I used to work for a large aerospace company, writing automated test software for avionics systems. The hiring managers there were absolutely clueless about anything software-related, so we ended up with way more than our fair share of incompetent programmers. In fact, the incompetent programmers vastly outnumbered the competent ones, which meant that the relatively few competent programmers ended up having to do double-duty - getting their own assignments done while simultaneously having to take responsibility for fixing all the awful code that the incompetent programmers wrote.
Luckily, I managed to fall in with a small niche of very smart, capable programmers. We had a small (4-5 people) group, that went largely unnoticed by management, because we worked on relatively small side projects, whereas the vast majority of the 200 or so programmers at our company were busy working on the avionics flight software. Still, every now and then, when work got scarce, some bean counter manager would reassign one or two programmers to our group, just as a way of keeping them around until more work came in. Over the years, a dozen or so of these "extras" cycled in and out of our group, and most of them were more of a burden than a help.
One guy in particular - let's call him Todd - was constantly writing such terrible code that the rest of us basically had to take turns rewriting his code for him. Every other day or so, he'd ask one of us to help him "troubleshoot" some problem he was having with his code, and whichever one of us got stuck with the dreadful task would follow him back to his cubicle and fix his code for him.
This one time in particular, Todd came looking for help, and the other guys had conveniently slipped off to some meeting somewhere, so I got stuck helping Todd with his code. He'd been given a task to write a small text parser to read data from a log file and dump it into a format that the systems engineers could import into Excel. It was a ridiculously simple log file. One row of data per line, with every line containing the same N data items as the next, with the exception of a roughly 100-line header that contained all sorts of comments and meta-data.

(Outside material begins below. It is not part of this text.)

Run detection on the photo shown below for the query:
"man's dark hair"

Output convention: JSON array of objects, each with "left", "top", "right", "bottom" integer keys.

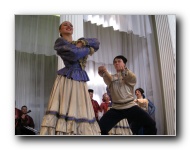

When I asked him what the problem was, he said his parser kept reading the 100-line header every time, even though he'd written it in such a way that he was sure the first 100 lines were being skipped. When I saw his code, I was speechless:
FILE *fp = fopen(argv[1], "r");
char line[100];
int i;
for (i=100;i<99999;i++)
{
if (fgets(line, 100, fp) != NULL)
{
...
}
}
I spent the next 30 minutes trying to explain why fgets doesn't magically know what the value of your loop counter is, and why he shouldn't be using a for loop anyway.